Melting snow and thawing frost below the road surface are tearing up county roads and making them dangerous, forcing Ellis County Public Works Director Bill Ring Sr. to close some.

“Mud, water over the roads,” are two of the big problems, said Ring on Monday evening, gesturing to show water depths from eight inches to a couple feet. “Some we’ve got this much water, and some we’ve got this much water. So those roads are closed if it looks like it could be dangerous.”

Ring made the comments after updating the Ellis County Commissioners at their regular Monday meeting in the Ellis County Administrative Center, 718 Main St.

“We’ve been very busy both Saturday and Sunday,” Ring told the commissioners. He’s advising people to take their time in the county. “Know that there are many county roads that are closed. There are many that are coned off because one lane may be washed out.”

“And likely we’re asking for as much patience as we can get from the public?” asked County Commissioner Dustin Roths.

“Absolutely,” said Ring. Law enforcement dispatch and emergency responders have been notified as to which roads are closed, he said.

And now there’s a couple more inches of rain in the forecast.

“That’s not going to be helpful,” Ring said. “It’s been all hands on deck at the shop, getting out and trying to respond to all the phone calls, text messages, dispatch calls.”

With many roads muddy and covered with water, Ring warned that people will get stuck or slide off the road, and cars will get muddy or could high-center.

Among closings, is where 150the Avenue and Munjor Road intersect, southwest of Hays. The whole road is gone, he said, leaving a huge hole from snowmelt coming off fields.

Likewise, Ring closed 210th Avenue between Old U.S. Highway 40 and Golf Course Road.

“It’s too dangerous,” Ring said. “There’s no road left, it’s completely washed away. It’s all from the snowmelt coming from the fields. We can’t control what comes out of the farmer’s field.”

Up by the landfill north of Hays, Ring said much of the road is gone, exposing culverts alongside the road and leaving an eight-foot ditch.

Thawing ice below the road surface is also causing problems. The county’s rock and sand roads have soaked up moisture about a foot deep. The moisture froze, and now it’s melting.

Pointing to a picture on his phone, Ring showed frost a foot deep on one county road.

“See how much moisture is in the rock and the dirt? When the frost breaks, that all turns to water, and the dirt becomes mush, and then it starts to break the road away,” he said.

High water is also a problem, especially for little cars, said Ring, citing ‘turn around don’t drown.’

“These little Japanese cars, they have a pan, and if they drive into that, they’ve only got this much clearance from the bottom,” he said, gesturing to indicate about a foot. “The car will lift up and it can float. We’ve had that happen.”

Ring said he can’t say how long it will take before roads are reopened.

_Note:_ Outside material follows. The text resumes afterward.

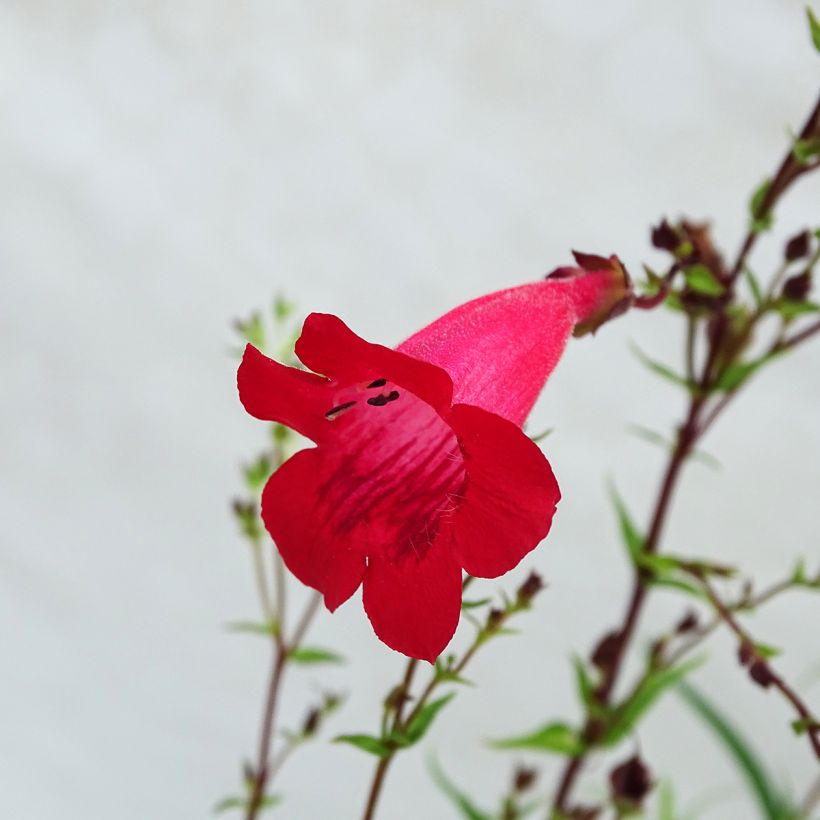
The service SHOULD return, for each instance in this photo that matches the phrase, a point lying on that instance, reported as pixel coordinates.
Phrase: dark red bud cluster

“We have to let them dry, and we’ll have to haul material in and rebuild them,” he said. “Every one is different. Once it evaporates and the sun comes out over the weekend, hopefully Monday we can go out and try to rebuild the road.”

It all depends on if it rains, if the sun comes out, if the wind blows and dries roads, and how roads drain.

“There are too many variables to try to say,” he said. “We’ll be out working as soon as we can.”

Ring told the commissioners Public Works crews have put in a lot of extra hours to keep up.

“We’re going to carry this like a snow event, as far as the time and what not,” he said. “The last snow event, which I don’t have all the numbers on yet, but in processing payroll we had 608 hours overtime. So we’ve been doing a lot of Saturday, Sunday work. I applaud the crews out there, because they all come when you call. So we’ve got a great group of folks, and they stay as long as you ask them too.”